Harmony Hammond Patched, 2022, Black Cross II, 2020–21, Chenille #11, 2020–21, Double Bandaged Quilt #3 (Vertical), 2020
Harmony Hammond’s work has spanned the last five decades, and she is flawless always. Working in a larger historical framework that employs that language of feminist critique, craft, quilting, and fine art, Hammond’s work defies genres while also forcing the viewer to engage with material and the process. The handmade, the stitches, and choices of materials she pulls together into the compositions she creates is where it all comes together.
Harmony Hammond, Black Cross #1, 2019–2020, Oil and mixed media on canvas.
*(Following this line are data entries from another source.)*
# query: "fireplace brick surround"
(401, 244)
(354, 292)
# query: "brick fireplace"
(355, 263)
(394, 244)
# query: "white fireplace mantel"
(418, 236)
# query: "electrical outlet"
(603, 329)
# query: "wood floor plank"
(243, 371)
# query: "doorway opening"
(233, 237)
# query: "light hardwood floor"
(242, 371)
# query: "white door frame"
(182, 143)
Image courtesy of Alexander Gray Associates.
Larger ideas connected to the history of the domestic sphere and labor also resonate and there are four works featured by Hammond in this year’s biennial ranging from 2020-2022. Within Patched, Hammond uses a bloodstained quilt that she repurposed and rearranged to create a work that serves as a commentary on the overturning of Roe v. Wade and also calling attention to a larger history of violence inflicted on women’s bodies. Through the use of the grid too which is punctuated with grommet holes, Hammond adds another layer to the work and her commentary that looms large within the current moment.
ektor garcia
ektor garcia’s work confronts issues of migration head on in their work. As someone who experienced the crossing the U.S./Mexico border often as a child, this has come to be a focal point in his artistic practice today. Using materials such as copper wire, horse hair, and waxed threads, garcia transforms them into delicate, beautiful objects that defy what they are and have an implicit underpinning of labor within them. Delicate and lace-like, the works help to offer a commentary on something that millions of people are affected by on a daily basis
ektor garcia’s encuero, 2022-2023 Crochet leather and copper. Image courtesy of James Fuentes.
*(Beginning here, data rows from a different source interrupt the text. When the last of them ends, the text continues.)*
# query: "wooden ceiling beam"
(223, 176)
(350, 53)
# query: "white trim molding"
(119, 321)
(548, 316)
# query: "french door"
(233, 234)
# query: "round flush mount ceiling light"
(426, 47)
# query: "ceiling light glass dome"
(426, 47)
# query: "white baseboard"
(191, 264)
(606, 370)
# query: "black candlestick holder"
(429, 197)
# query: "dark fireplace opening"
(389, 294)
garcia’s own narrative are wound up in these objects some of which have been suspended to the ceiling and others that are placed on the wall. Using weave, crouching, and what sometimes look like knitting techniques, he blends the line between fine art and craft while also thinking about place and specifity. Quietly gorgeous and casting shadows on the wall as well, the installations create an almost meditative quality. garcia’s own narrative is a part of these works, and in many ways the lived queer experience becomes even more vital here given who he is and what he does. By supervening a colonial framework, and deconstructing a social and political practice that has resulted in oppressive systems for centuries, through these works garcia is looking to craft a new history while also looking back into his.
I am still on the verge too since my coverage was here and not in an outlet, but there will always be more to come.